The term "pinched nerve" refers to compression of some sort on one of the delicate spinal nerves that branch off the spinal cord and travel to the distal parts of the body 1. In the low back or lumbar spine, a pinched nerve is often caused by a herniated disc or by the formation of bone spurs with osteoarthritis. Long-term dysfunction in the spinal biomechanics leads to the breakdown of the disc and the joint. A worn-out disc can bulge outside of its normal confines and put pressure on a nerve. Symptoms of a pinched nerve can include local or radiating pain, numbness, tingling and weakness. There are a variety of treatment options available.
If you are experiencing serious medical symptoms, seek emergency treatment immediately.
Ice or Heat
The symptoms of a pinched nerve in the low back can be often relieved with the use of ice or heat. In the initial 72 hours after onset, it is best to use ice. Ice reduces inflammation that may be irritating the spinal nerves. Heat increases blood flow and therefore inflammation, but may be very helpful in relaxing muscles after 72 hours. Never apply any ice or heat pack directly on the skin.
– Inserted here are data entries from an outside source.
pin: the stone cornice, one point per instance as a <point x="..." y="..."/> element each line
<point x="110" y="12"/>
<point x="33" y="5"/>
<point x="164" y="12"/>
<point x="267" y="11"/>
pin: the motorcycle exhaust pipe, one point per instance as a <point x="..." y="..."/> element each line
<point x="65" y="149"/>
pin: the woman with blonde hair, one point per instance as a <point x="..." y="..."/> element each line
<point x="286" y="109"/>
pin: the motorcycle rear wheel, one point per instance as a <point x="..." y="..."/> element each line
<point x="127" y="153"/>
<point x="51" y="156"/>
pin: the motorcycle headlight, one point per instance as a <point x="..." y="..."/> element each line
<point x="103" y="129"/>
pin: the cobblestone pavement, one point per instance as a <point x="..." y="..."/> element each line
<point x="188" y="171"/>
Instead, wrap it in a thin towel and apply for 20 minutes every two hours.
In many cases, a pinched nerve is caused, in part, by tight and short muscles. Gentle stretching of the low back, pelvic and leg muscles can reduce strain on the lumbar spine. It is appropriate to have a back-care specialist diagnose your pain before beginning any strenuous exercise program as it is possible to aggravate your condition with the wrong exercises.
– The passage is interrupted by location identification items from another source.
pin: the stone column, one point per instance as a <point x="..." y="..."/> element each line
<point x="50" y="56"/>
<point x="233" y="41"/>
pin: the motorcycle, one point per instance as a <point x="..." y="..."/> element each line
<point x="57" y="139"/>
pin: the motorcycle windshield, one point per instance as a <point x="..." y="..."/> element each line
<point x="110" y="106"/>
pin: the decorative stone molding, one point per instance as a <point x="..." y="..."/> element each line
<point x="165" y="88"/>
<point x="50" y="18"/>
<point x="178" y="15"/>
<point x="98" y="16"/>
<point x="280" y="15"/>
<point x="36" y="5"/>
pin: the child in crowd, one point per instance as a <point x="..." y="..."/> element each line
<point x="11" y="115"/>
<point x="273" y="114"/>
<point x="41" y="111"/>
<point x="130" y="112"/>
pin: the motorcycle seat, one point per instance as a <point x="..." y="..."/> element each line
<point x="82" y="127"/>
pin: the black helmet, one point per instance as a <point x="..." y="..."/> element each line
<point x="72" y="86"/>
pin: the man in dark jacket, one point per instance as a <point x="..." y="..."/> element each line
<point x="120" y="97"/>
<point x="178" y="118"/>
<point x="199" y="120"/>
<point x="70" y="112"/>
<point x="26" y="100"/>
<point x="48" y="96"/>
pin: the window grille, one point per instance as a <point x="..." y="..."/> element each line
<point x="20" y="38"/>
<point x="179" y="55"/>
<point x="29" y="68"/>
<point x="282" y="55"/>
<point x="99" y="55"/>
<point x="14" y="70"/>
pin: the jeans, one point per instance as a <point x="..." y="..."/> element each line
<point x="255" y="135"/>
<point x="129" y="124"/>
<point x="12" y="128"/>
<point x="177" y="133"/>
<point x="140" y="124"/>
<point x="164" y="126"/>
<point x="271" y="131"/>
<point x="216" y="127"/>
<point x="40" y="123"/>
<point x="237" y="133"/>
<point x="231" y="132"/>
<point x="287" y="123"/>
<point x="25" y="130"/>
Chiropractors diagnose and treat all types of back pain and are concerned with proper spinal function. Spinal manipulation or adjustments can restore motion to joints that are not moving appropriately, which relieves excessive stress on the spine. According to the American Chiropractic Association, numerous studies have shown chiropractic care to be both safe and effective at relieving low back pain.
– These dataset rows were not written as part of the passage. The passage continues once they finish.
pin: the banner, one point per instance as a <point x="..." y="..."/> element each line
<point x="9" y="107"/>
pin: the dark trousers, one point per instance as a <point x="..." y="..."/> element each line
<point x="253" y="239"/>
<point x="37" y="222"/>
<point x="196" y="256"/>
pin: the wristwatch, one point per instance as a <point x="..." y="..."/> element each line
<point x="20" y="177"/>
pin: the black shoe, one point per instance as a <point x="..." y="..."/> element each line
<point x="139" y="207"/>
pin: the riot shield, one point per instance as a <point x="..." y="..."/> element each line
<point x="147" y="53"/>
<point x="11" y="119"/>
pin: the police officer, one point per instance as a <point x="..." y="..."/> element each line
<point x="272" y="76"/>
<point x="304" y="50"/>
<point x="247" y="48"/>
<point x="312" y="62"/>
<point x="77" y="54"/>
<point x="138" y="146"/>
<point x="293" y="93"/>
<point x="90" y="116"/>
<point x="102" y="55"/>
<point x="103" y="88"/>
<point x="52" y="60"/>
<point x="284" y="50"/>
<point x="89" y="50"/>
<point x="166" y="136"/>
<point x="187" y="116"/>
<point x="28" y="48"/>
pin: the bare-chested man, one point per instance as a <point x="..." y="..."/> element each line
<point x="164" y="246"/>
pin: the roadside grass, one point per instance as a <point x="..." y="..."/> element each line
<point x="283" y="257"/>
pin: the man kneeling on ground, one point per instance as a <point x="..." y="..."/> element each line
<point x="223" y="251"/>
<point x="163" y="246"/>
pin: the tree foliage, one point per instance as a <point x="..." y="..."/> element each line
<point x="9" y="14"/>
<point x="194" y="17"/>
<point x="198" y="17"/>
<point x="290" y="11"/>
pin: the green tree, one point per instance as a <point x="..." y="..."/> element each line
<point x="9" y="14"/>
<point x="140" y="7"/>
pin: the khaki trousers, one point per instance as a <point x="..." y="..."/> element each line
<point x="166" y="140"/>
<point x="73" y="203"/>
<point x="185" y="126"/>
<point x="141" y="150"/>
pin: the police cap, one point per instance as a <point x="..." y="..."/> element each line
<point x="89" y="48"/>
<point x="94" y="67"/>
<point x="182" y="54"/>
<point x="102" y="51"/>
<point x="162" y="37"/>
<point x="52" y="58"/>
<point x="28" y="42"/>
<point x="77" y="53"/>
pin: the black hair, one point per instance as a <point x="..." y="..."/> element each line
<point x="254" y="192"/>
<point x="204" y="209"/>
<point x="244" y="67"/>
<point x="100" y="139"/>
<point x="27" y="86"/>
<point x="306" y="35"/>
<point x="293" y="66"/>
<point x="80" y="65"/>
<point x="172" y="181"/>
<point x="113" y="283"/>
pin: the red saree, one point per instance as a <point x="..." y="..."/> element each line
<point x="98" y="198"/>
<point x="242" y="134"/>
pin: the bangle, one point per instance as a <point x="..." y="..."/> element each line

There are several different medication options in treating back pain due to a pinched nerve. The first is aimed at simply masking the pain, and many over-the-counter NSAIDs (nonsteroidal anti-inflammatory drugs) such as ibuprofen, aspirin or naproxen can help reduce pain and inflammation. If pain is severe, your doctor can prescribe a more potent painkiller. If your pinched nerve is being aggravated by muscle spasms, you may benefit from a prescription muscle relaxer.
According to the Mayo Clinic, if conservative treatments fail, surgery may be an option. If your pinched nerve is caused by a herniated disc, a surgeon may be able to trim the offending portion of the bulging disc and relieve the pressure on the nerve. If arthritic bone spurs are putting pressure on the nerve, again, a surgeon may be able to remove the bone spur and alleviate the pain.